Symbiosis Orchestra devrait pouvoir remédier à tout cela. Car si le principal grief reproché à cette musique est bien le statisme, voire le manque d’émotions inhérent à ses constructions (paraît-il), voici un disque qui combine à merveille audace sonore et relative accessibilité. Live Journeys se présente comme onze titres entièrement enregistrés au cours de la tournée italienne d’Andrea Gabriele, puis mixés ensemble afin de former ce premier long format. Et le moins que l’on puisse dire c’est que ce faux collectif (comptant notamment Scanner et Lawrence English dans ses rangs) fait les choses bien en organisant une véritable rencontre du troisième type. Alors que les premières minutes annonçaient une œuvre romanesque de par son orchestration classique lancinante, on se voit rapidement embarqué dans un univers entièrement fait de rencontres sonores chaleureuses. Les arpèges de guitares chantent les louanges de quelques nappes ambient éthérées pendant que de douces salves de drones recouvrent avec sensualité la voix perçante d’une jeune sylphide dansant sur un jazz éclairé.

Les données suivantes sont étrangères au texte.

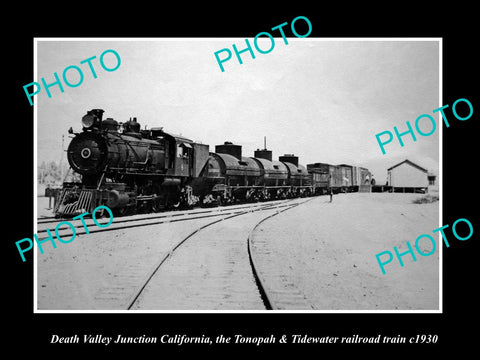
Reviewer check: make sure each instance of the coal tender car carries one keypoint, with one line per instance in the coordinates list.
(131, 170)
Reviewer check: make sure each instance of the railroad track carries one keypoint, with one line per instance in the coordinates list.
(220, 285)
(120, 223)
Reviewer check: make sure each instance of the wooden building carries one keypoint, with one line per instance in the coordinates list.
(407, 176)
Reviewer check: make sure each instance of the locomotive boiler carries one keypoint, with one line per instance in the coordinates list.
(132, 170)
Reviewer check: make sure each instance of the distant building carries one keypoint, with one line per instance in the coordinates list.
(407, 176)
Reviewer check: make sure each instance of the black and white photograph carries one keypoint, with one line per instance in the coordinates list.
(262, 187)
(226, 179)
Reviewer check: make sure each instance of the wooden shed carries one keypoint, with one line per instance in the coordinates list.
(407, 176)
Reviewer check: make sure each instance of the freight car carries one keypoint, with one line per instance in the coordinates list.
(133, 170)
(338, 178)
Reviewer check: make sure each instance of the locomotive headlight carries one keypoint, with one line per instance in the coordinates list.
(85, 153)
(88, 121)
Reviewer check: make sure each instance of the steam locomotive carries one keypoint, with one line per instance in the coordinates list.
(131, 170)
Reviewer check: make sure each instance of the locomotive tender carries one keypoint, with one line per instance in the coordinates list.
(133, 170)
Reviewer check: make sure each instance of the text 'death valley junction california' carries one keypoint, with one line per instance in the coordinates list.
(164, 184)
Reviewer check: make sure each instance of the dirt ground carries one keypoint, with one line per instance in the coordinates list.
(323, 251)
(327, 251)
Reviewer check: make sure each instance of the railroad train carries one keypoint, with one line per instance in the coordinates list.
(131, 170)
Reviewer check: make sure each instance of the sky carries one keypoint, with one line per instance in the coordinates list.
(323, 100)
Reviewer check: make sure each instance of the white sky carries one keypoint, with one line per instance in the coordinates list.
(322, 100)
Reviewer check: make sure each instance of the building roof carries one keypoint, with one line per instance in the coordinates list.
(408, 162)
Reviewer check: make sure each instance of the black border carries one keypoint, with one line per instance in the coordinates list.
(456, 25)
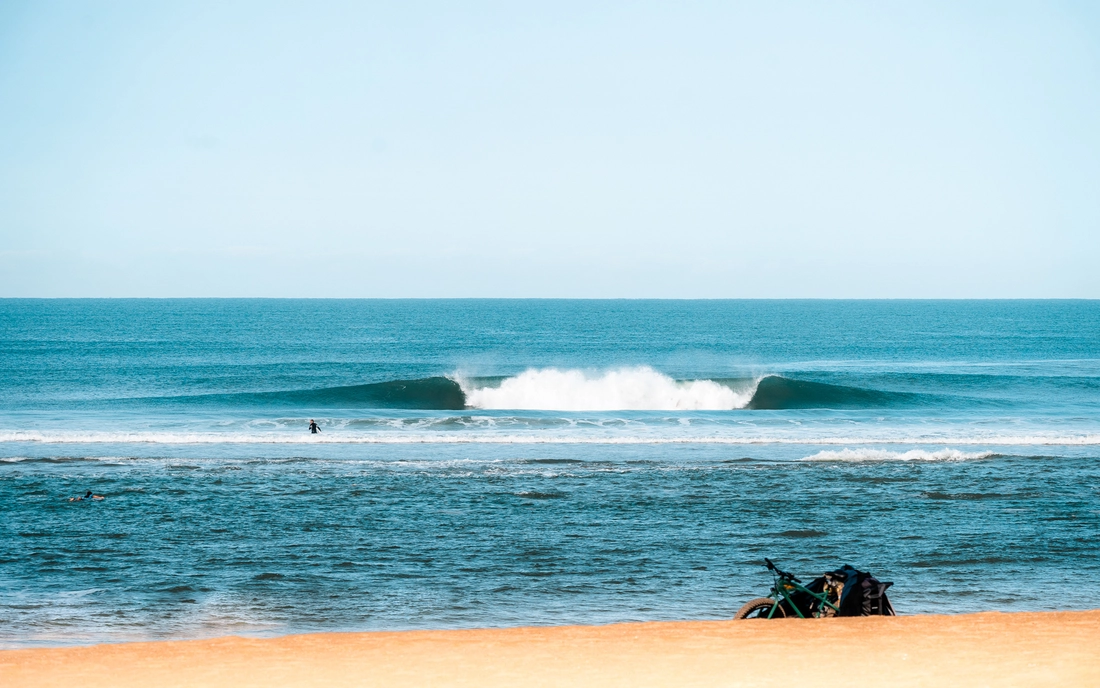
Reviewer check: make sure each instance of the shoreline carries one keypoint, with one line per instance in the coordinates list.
(1016, 648)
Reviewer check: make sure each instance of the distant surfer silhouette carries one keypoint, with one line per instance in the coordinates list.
(88, 495)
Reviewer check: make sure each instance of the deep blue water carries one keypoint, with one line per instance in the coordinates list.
(497, 462)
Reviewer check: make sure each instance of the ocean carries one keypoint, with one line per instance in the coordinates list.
(516, 462)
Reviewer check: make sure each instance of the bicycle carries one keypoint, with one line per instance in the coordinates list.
(790, 598)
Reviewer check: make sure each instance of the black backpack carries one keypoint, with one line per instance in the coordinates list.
(864, 594)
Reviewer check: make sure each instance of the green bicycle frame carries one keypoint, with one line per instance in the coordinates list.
(781, 591)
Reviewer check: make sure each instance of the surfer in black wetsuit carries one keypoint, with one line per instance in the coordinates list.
(89, 495)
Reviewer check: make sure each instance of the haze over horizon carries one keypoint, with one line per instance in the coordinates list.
(558, 150)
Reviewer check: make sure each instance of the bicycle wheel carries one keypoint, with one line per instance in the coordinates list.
(759, 609)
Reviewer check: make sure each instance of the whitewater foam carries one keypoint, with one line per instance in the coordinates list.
(631, 436)
(626, 389)
(884, 455)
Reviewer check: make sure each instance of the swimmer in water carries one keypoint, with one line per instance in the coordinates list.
(88, 495)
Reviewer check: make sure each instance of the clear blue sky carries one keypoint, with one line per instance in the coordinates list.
(589, 149)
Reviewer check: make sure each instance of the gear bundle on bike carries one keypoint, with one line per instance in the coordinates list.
(843, 592)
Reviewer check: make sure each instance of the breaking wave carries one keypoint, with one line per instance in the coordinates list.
(627, 389)
(551, 389)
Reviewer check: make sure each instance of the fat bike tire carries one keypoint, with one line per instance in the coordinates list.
(758, 609)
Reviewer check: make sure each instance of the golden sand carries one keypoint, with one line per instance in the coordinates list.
(1046, 648)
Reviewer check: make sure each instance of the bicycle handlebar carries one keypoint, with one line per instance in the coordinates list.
(779, 571)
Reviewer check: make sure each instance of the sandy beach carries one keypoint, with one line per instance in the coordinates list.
(1045, 648)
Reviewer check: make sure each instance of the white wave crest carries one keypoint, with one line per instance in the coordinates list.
(884, 455)
(626, 389)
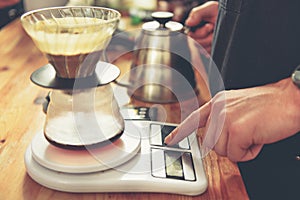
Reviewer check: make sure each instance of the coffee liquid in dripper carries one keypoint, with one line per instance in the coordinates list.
(78, 118)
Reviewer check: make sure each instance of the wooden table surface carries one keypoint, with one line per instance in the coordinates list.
(21, 117)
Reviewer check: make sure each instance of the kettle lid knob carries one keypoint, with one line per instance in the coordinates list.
(162, 17)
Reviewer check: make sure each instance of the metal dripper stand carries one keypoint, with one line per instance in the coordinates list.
(82, 111)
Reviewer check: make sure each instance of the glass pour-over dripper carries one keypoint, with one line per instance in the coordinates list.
(74, 39)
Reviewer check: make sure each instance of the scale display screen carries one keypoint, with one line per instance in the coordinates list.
(173, 164)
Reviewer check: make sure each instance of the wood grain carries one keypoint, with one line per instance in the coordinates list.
(21, 117)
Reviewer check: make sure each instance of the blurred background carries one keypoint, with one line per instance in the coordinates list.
(138, 11)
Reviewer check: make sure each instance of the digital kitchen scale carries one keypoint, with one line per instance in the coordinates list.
(137, 162)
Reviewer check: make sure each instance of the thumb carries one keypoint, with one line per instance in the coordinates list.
(205, 12)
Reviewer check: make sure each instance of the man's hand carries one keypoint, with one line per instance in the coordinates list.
(239, 122)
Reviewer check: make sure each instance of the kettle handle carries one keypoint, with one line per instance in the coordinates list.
(162, 17)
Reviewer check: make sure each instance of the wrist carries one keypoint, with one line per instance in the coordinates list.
(291, 93)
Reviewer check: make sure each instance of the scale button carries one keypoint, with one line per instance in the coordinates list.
(188, 167)
(184, 144)
(158, 163)
(155, 134)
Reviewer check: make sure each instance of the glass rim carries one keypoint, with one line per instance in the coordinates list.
(107, 21)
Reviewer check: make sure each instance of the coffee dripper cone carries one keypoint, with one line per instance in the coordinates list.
(74, 41)
(67, 35)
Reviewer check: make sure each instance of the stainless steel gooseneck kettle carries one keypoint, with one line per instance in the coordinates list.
(161, 71)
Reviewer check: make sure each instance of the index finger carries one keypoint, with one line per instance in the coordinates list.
(194, 121)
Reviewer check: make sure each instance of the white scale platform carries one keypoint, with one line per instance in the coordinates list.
(137, 162)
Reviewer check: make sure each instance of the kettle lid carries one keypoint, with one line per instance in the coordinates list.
(162, 24)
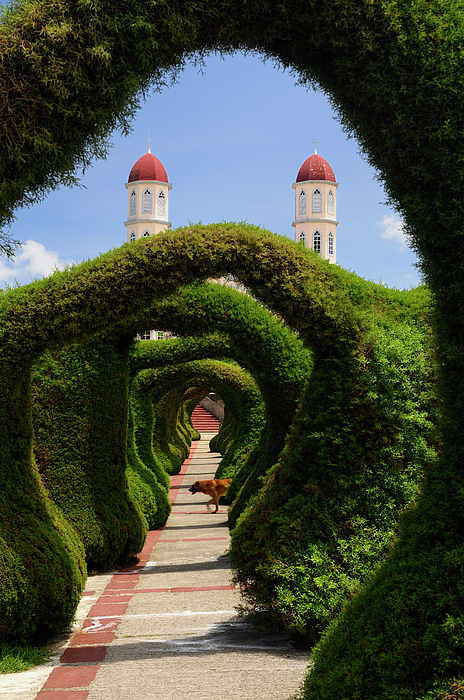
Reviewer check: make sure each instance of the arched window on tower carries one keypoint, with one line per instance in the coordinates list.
(146, 202)
(330, 244)
(161, 203)
(133, 203)
(317, 202)
(330, 203)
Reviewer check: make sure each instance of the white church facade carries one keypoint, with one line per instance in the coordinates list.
(316, 207)
(315, 221)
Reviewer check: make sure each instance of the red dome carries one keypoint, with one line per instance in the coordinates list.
(148, 168)
(315, 168)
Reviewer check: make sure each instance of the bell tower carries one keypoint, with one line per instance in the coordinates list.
(147, 198)
(316, 207)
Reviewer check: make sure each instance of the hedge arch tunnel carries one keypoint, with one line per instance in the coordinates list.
(69, 307)
(228, 378)
(393, 70)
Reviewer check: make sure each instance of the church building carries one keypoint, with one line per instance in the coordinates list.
(316, 207)
(147, 198)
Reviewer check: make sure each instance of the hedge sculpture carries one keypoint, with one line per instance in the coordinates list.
(72, 305)
(144, 403)
(260, 342)
(226, 377)
(80, 417)
(393, 72)
(354, 461)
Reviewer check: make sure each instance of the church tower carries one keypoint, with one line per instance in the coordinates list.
(316, 207)
(147, 198)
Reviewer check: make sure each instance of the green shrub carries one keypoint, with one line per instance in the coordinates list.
(80, 432)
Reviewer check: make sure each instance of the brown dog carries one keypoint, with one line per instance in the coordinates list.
(214, 488)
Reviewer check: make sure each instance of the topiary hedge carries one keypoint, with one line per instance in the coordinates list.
(355, 460)
(80, 431)
(228, 378)
(339, 309)
(393, 72)
(260, 342)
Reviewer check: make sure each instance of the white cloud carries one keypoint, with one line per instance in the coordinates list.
(393, 229)
(32, 261)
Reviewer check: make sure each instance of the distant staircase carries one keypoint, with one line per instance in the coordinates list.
(203, 421)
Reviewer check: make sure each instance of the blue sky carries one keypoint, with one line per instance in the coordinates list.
(232, 139)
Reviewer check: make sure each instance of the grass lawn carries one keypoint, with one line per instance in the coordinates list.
(20, 658)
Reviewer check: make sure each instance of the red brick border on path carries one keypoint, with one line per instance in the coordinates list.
(87, 649)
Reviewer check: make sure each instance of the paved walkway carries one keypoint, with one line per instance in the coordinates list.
(167, 628)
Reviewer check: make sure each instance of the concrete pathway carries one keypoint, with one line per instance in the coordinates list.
(167, 628)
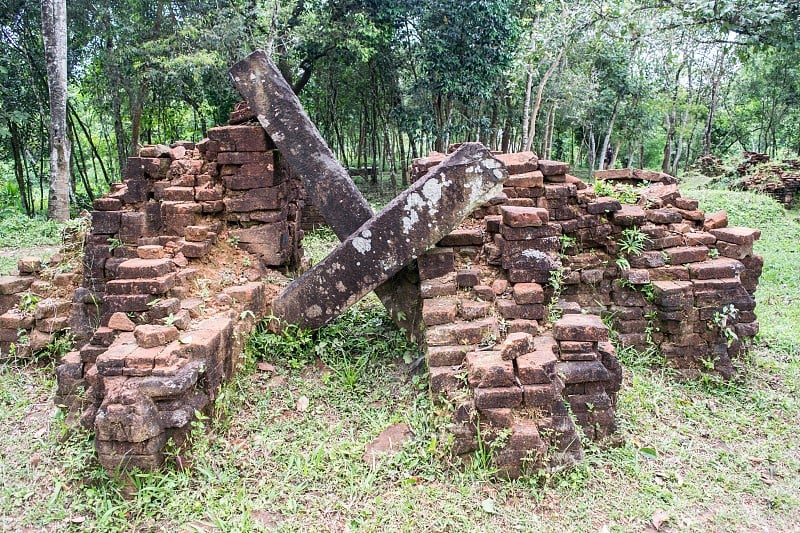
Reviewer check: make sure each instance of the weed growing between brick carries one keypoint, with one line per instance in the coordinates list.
(713, 455)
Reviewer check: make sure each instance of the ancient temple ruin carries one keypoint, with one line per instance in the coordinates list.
(512, 273)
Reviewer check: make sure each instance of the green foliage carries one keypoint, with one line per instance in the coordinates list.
(627, 194)
(777, 306)
(28, 301)
(17, 230)
(632, 241)
(722, 320)
(362, 334)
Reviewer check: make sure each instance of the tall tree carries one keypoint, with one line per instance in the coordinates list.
(54, 32)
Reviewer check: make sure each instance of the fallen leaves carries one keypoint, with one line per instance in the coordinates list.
(265, 367)
(302, 404)
(659, 517)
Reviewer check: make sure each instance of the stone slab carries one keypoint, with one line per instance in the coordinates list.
(413, 222)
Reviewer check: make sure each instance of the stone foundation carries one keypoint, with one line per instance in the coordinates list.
(517, 301)
(175, 264)
(494, 290)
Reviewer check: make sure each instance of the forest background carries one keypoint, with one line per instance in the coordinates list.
(597, 83)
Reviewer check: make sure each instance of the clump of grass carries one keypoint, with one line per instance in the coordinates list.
(361, 334)
(778, 305)
(319, 242)
(19, 231)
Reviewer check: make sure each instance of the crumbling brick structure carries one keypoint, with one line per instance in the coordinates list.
(778, 179)
(516, 302)
(160, 342)
(548, 246)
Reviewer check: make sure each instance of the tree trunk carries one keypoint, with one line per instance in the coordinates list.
(526, 109)
(712, 106)
(538, 102)
(54, 32)
(607, 139)
(19, 169)
(667, 145)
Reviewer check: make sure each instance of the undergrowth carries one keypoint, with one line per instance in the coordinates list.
(285, 448)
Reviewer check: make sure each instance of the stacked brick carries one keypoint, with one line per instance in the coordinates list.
(158, 351)
(548, 246)
(781, 180)
(185, 194)
(33, 311)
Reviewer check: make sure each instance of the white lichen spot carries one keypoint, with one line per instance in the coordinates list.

Maintenant chaudement installé dans la pièce où se déroulent ces lentes mutations, je m’étonne encore d’entendre une guitare basse s’acoquiner avec des micro-beats d’une electronica squelettique ou de surprendre une poignée de rythmes tribaux chevaucher une ambient troublée par une série de sons environnementaux. Et pourtant malgré ces chocs électro-acoustiques, tout s’emboîte avec virtuosité sans qu’aucun changement de plan ne puisse être détecté, comme si tout avait été finalement pensé dans le cadre de cette fin unique. Avec ses quarante minutes au compteur, le seul reproche à faire à Symbiosis Orchestra est son synthétisme, constatant que cette œuvre aux courbes aguicheuses se serait bien vue rallongée de moitié.
Amis de la bonne musique, nous y voilà. Symbiosis Orchestra nous gratifie là d’un premier album aux charmes simples mais terriblement envoûtants, chauds et cotonneux. Live Journeys constitue la porte d’entrée idéale pour tous ceux qui envisagent de passer le cap tant redouté des musiques électro-acoustiques, ainsi qu’une occasion supplémentaire pour les fans endurcis de creuser encore un peu plus le sillon d’une musique expérimentale bien vivante. Très bel album donc.